Nope. If there were an Oscar given for best director, it would be handed to the Internet which influenced absolutely every part of this horrible passion play.
It all began with Tamerlan's web flirtation with terror and extremism. The Internet was the place he met and bonded with terror. It was the place he became a home cook, with recipes made from ball bearings and nails, all concocted in a pressure cooker the way Martha Stewart might make a pot roast.
Once the horrible pot was stirred, and the bombs dropped, the World Wide Web spread the news of the unthinkable horror, with ghastly pictures of men, women and children, blown apart like pinatas on Cinco de Mayo.
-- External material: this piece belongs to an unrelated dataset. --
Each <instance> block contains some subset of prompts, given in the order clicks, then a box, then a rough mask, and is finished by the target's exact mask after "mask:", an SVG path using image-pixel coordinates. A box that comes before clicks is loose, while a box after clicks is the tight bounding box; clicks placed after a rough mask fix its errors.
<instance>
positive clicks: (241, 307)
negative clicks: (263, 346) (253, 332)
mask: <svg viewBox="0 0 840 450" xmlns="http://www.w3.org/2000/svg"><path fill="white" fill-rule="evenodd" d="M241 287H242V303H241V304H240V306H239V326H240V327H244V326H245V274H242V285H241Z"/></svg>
It was the Internet, and its sister in crime, social media, that also quickly shared pictures of the culprits with classmates and far flung relatives in Chechnya, New York and Toronto. Wrestling buddies got to reminisce on Facebook about the leadership and wrestling abilities of Dzhokhar. Relatives got to issue denials.
For the first time since the assasination of Kennedy, television became a bit player in this melodrama. CNN reporters found it difficult to keep up with Twitter, where Joe Average got better information. Special agents had to contend with leakage that would have sunk the Titanic as well as the prying eyes of amateur sleuths with smart phones, wannabe celebs looking for their 15 minutes.
There was a whole lot of bad and ugly on the Internet.
But in the end, the Internet redeemed herself. Where it not for instant communications, the Brothers Tsarnaev would still, no doubt be at large.
Tsarnaev the younger was ultimately caught by social media.
And he will be tried there, too.
Welcome the new world, warts and all.